Um seine Wirkung weiter zu verstärken, hat MVRDV beschlossen, CarbonSpace öffentlich zugänglich zu machen und Partner aus der gesamten Branche einzuladen, die Software zu nutzen, zu testen und weiterzuentwickeln. Diese Entscheidung spiegelt die grundlegende Überzeugung wider, dass Offenheit und Zusammenarbeit für sinnvolle Klimaschutzmaßnahmen unerlässlich sind. Der freie Zugang wird auch mehr Architekten dazu ermutigen, ihre Projekte bei Carbon Race einzureichen, einem öffentlichen, anonymisierten (und optionalen) Dashboard, das einen freundschaftlichen Wettbewerb fördert und den Fortschritt der gesamten Community in Richtung kohlenstoffarmer Designs verfolgt. Die Software wird bereits von einer Reihe von Beta-Partnern genutzt, darunter Architekten, Ingenieure, akademische Einrichtungen und Nachhaltigkeitsberater, und steht im Mittelpunkt einer neuen Partnerschaft mit CTBUH. Im Rahmen seiner globalen Nachhaltigkeitsinitiative setzt CTBUH CarbonSpace ein, um ehrliche, grenzüberschreitende Vergleiche von Hochhausprojekten zu ermöglichen.
„Unsere Zusammenarbeit mit MVRDV NEXT ermöglicht es uns, durch kritische Forschung und die Verbreitung bahnbrechender Innovationen die Zukunft der nachhaltigen Stadtentwicklung mitzugestalten“, sagt Shonn Mills, Vorsitzender des CTBUH. „Als Teil unseres Nachhaltigkeitsinitiativprogramms 2026 wird CarbonSpace dazu beitragen, ein gemeinschaftliches Dashboard zu schaffen, auf dem Fachleute, Wissenschaftler und Branchenführer zusammenkommen, um Gebäudedaten auszutauschen und ihre Projekte mit innovativen Praktiken in der Hochhausbranche zu vergleichen.“
CarbonSpace ist jetzt als öffentliche Beta-Version verfügbar und kann kostenlos genutzt werden.
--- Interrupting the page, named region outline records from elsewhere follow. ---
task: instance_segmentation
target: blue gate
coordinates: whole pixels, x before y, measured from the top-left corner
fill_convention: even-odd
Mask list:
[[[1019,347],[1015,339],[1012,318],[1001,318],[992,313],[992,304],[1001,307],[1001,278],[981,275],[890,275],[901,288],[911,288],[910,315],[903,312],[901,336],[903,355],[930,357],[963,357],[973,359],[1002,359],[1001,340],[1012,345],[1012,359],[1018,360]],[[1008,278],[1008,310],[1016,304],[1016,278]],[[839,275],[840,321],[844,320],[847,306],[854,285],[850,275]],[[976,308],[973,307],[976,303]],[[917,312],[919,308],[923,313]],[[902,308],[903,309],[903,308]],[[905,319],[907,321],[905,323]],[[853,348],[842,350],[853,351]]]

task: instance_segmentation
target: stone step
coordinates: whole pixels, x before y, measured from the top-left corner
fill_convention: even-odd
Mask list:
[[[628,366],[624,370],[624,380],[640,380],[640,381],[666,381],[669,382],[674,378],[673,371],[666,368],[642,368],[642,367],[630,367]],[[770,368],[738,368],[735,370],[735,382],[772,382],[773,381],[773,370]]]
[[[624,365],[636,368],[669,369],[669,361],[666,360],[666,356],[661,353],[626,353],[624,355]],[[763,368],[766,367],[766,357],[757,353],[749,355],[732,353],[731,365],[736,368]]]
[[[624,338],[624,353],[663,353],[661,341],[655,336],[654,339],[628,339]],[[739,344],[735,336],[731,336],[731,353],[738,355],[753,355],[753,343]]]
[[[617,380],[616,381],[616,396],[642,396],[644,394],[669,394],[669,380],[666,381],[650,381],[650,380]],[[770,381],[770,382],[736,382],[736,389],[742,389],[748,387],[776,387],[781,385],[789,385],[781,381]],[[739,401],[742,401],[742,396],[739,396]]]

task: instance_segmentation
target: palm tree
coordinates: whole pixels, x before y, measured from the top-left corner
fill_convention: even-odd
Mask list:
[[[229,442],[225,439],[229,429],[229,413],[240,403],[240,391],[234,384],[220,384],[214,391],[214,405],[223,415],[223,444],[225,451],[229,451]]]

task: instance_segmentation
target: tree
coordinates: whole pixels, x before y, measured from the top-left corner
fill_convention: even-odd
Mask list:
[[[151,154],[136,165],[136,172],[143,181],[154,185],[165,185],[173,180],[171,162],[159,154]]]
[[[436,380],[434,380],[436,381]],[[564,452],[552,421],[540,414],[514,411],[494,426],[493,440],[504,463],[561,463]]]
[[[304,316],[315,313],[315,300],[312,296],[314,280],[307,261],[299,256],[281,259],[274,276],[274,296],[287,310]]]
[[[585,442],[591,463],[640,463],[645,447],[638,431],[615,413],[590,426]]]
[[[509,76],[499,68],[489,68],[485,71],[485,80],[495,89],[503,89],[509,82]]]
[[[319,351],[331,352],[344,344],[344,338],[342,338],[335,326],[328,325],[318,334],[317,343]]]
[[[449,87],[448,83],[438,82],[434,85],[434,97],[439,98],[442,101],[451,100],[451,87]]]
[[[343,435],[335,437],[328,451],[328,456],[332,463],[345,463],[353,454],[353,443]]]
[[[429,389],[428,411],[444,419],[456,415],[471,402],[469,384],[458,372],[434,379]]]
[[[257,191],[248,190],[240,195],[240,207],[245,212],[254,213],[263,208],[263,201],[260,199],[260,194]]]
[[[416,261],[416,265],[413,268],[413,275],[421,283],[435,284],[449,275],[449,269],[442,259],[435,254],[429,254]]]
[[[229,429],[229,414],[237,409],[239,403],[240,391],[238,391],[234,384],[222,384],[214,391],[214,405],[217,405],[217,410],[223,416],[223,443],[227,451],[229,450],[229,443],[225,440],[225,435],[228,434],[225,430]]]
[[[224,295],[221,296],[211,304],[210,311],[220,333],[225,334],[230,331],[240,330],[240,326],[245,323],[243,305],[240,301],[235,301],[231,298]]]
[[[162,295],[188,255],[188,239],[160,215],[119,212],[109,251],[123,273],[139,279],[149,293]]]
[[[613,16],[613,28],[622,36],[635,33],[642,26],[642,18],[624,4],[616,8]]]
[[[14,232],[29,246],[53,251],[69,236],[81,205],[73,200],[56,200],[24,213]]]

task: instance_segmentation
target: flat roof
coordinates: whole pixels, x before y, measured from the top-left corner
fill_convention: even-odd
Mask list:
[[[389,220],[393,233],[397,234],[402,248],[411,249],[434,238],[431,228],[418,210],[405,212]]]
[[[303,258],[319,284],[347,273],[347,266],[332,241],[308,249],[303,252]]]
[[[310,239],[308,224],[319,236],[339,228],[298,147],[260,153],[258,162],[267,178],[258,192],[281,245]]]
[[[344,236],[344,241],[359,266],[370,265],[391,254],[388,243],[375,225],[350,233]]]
MVRDV lädt Fachleute aus der gesamten Branche dazu ein, das Tool zu testen, Feedback zu geben und zu seiner Weiterentwicklung beizutragen. Durch kollektives Wissen und offenen Austausch möchte das Büro eine Zukunft schaffen, in der Design nicht nur schön und funktional, sondern auch leichter, intelligenter und CO2-ärmer ist.